Now, with the promise of funds from the bipartisan federal infrastructure bill—and with the agency’s ridership tallies steadily ascending, now to 65% of pre-pandemic numbers—the RTC is looking to move forward decisively by building on its current strengths and modernizing its fleet.

The agency is already doing some cool things people might not be aware of, like its RTC-OnDemand service, in pilot operation in west Henderson and the southwest Valley. Similar to rideshare services like Lyft and Uber, RTC-OnDemand picks up riders at their doors and delivers them to destinations like grocery stores, medical facilities and schools within a fixed area, and to bus stops if they’d like to leave the OnDemand zone. The one-way price is just $2.

“If this works, we may use this model in other areas in the Valley,” Maynard says. “I think that it’s an opportunity not only to look at the traditional way of providing service but also another way to keep up with technology, and with consumer demand.”

The infrastructure bill funds will also help to build a Bus Rapid Transit (BRT) line for the heavily used Maryland Parkway corridor, a bus line similar to light rail; buses travel in their own dedicated lane and collect fares before riders get on. And if all goes to plan, those buses—along with every other bus in the Valley—will be part of a zero-emissions fleet.

“We developed our zero-emission vehicle plan last year,” Maynard says.”If [infrastructure bill] funding is the right amount, we’ll be able to transition our fleet to zero emission by 2035.”

Buying electric buses isn’t the main concern—the RTC already receives funding for that—but the infrastructure bill money is needed for the facilities, staffing and infrastructure an all-electric fleet needs to run. At present, the RTC has two hydrogen fuel cell electric buses ready to roll out soon, with the option to buy more once funding sources are identified.

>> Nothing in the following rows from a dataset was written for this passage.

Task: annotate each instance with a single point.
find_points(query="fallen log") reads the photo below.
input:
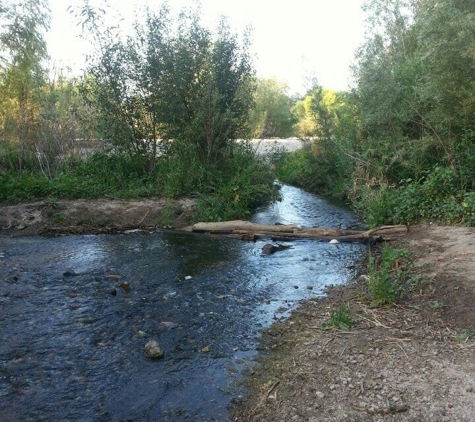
(249, 231)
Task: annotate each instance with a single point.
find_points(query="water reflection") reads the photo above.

Maybe these advances aren’t as sexy to mass-market tastes as the RTC’s game-day miracle. Maybe onboard Wi-Fi, dedicated traffic lanes and the RTC’s recently announced partnership with the Las Vegas-Clark County Library District—offering riders access to audiobooks, eBooks and movies through the Libby app—isn’t enough to convince even some environmentally conscious Las Vegans to leave their cars parked at home. That’s all right, Maynard says. The RTC will make sure the buses are there when folks need them.

“That’s the benefit of working for the public,” Maynard says. “We get to do great things on their behalf.”